そう話す彼らはベンチャー企業の創業者だった。

世の中には溢れる「ささやかな幸せ」に彼らは振り向きもしない。

「無理だなあ」と言う。


オレンジデイズで櫂と沙絵はこう言っていた。

「生活するために働いて、その帰り道に綺麗な夕焼けが見えたとして、私はその夕焼けを見ただけで、幸せって思えない」

「ケイタは平凡な生活で十分幸せを感じられるし、障害はないけど才能もない。でも沙絵はそうじゃない」

私はずっとこの場面が(全てが、だけど)忘れられない。

綺麗な夕焼けを見て感動するたびに思い出す。

ああ、沙絵はこれを見ても「幸せ」って思えないんだな。

どっちがいい人生なんだろう。

足元に咲く花で心満たされる人生と、遥か遠くに咲き乱れる花を目指して走り続ける人生と。


三宅香帆さんが「幸せ」について問いかけた記事だ。

私は冒頭でぶったまげた。

「でもさ、別に幸せになりたいわけじゃないんだよね」

でもさ、べつに、しあわせに、なりたいわけじゃ、ないんだよね?????

え、そうなの!?!?!?

みんな幸せになりたいんじゃないの!?!?!?

幸せな人生を歩みたいんじゃないの!?!?!?

コペルニクス的転回。

だから頑張ったんじゃないの!?!?!?

そしてふと気付く。

「幸せ」は目的じゃないんだ、あくまで本来の目的を目指す過程で手に入れる産物でしかないんだ、

彼らにとっては。

そう、彼らにとっては。

全人類にとって、平凡な人間にとってはどうしようもない。

「人生の目標」と言われても「無難に人生を生き終える」くらいしかない我々にとっては、「日々の生活に転がってる小さな幸せ」を拾い集めて「人生の意味」を感じるしかないのだ。

彼らとの違いはここだ。

「人生の目標」があるか、ないか。

そして彼らは間違いなく、「痛みに強い」。
今までたくさんの努力を重ねることが当たり前になってきて、「苦労」「苦しい」は当たり前。「それがなかったら達成しないじゃん?」と思ってるのだと思う。

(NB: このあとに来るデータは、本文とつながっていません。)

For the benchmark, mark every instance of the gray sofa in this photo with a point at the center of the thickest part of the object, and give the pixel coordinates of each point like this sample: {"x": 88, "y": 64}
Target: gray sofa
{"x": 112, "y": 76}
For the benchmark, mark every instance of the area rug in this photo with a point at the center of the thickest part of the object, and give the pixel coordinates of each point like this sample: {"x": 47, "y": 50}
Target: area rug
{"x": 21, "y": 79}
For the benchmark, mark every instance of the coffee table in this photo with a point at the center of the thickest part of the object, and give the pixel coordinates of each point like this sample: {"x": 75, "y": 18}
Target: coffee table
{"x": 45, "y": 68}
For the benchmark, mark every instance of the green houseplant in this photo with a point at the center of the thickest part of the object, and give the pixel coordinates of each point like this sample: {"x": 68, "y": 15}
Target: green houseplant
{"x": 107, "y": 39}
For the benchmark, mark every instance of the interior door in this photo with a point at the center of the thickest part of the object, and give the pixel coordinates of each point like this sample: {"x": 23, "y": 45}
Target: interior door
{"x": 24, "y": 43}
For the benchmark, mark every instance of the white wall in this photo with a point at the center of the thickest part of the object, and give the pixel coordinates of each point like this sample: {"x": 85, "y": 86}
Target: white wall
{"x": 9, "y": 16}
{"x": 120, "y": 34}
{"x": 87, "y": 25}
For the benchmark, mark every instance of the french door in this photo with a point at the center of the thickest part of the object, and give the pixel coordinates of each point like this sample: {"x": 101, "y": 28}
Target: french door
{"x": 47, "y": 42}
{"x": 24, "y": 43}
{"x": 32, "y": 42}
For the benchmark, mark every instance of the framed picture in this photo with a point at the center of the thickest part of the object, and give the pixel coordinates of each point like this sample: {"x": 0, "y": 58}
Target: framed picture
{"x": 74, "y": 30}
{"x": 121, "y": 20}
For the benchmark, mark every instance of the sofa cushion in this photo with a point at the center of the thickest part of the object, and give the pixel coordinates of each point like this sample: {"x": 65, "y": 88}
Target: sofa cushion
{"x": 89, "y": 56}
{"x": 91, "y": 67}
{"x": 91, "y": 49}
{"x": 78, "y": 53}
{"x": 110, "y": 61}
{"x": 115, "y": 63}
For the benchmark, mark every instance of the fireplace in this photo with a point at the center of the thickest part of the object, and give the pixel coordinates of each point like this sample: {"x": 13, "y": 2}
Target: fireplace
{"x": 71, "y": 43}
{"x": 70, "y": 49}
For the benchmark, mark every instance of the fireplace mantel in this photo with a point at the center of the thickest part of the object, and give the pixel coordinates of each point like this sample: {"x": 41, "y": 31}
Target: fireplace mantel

一方で、目標がなく生きてる我々にとっては「苦労」「苦しい」は「苦」でしかない。

筋トレの先に美しいボディーを思い描けているか、ただの苦行でしかないか。

目標がある人はそのために頑張れるメンタルを持っている、その才能がある。

そこが、何かを成し遂げてる過程に生きる人間と、老後の2,000万問題のために生きる人間の間に横たわる大きな大きな溝なのだ。

結果、「幸せのために生きる」というぬるっとした目標になってしまい、さらにそれを簡単に手に入れたいがために夕焼け見て感動して、「ああ、この人生はいい人生だ」と自分を納得させる。

夢がある人、没頭できる人にとっては「今幸せか?」なんて一番重要ではないことなのかもしれない。

ああ。


一方で。
「苦しい」ことと「価値がない」ことはイコールじゃないよ、と伝えたい優しさも感じる。

今公開されている「夜明けのすべて」は「普通の生活を送ることが苦しい2人」の物語だった。

この映画はタイトルにも絡んでくるが、人生の「夜」にスポットを当てている。

辛く苦しい時期にも、ちゃんと価値がある。

何もできない状況でも、ちゃんと価値がある。

「幸せ」じゃなくても、ちゃんと価値があるんだよ。その時間には意味があるんだよ。

太陽が出てる昼間だけがすべてじゃない。
夜も含めて人生だし、夜には夜の価値がある。

夜明けのすべて、原作とともに映画もオススメしたい作品だった。


さて、なんだかあたたかく終えられたところで、私はコタツでニマニマ本を読みながら「幸せだなあ」なんて言っておきますか。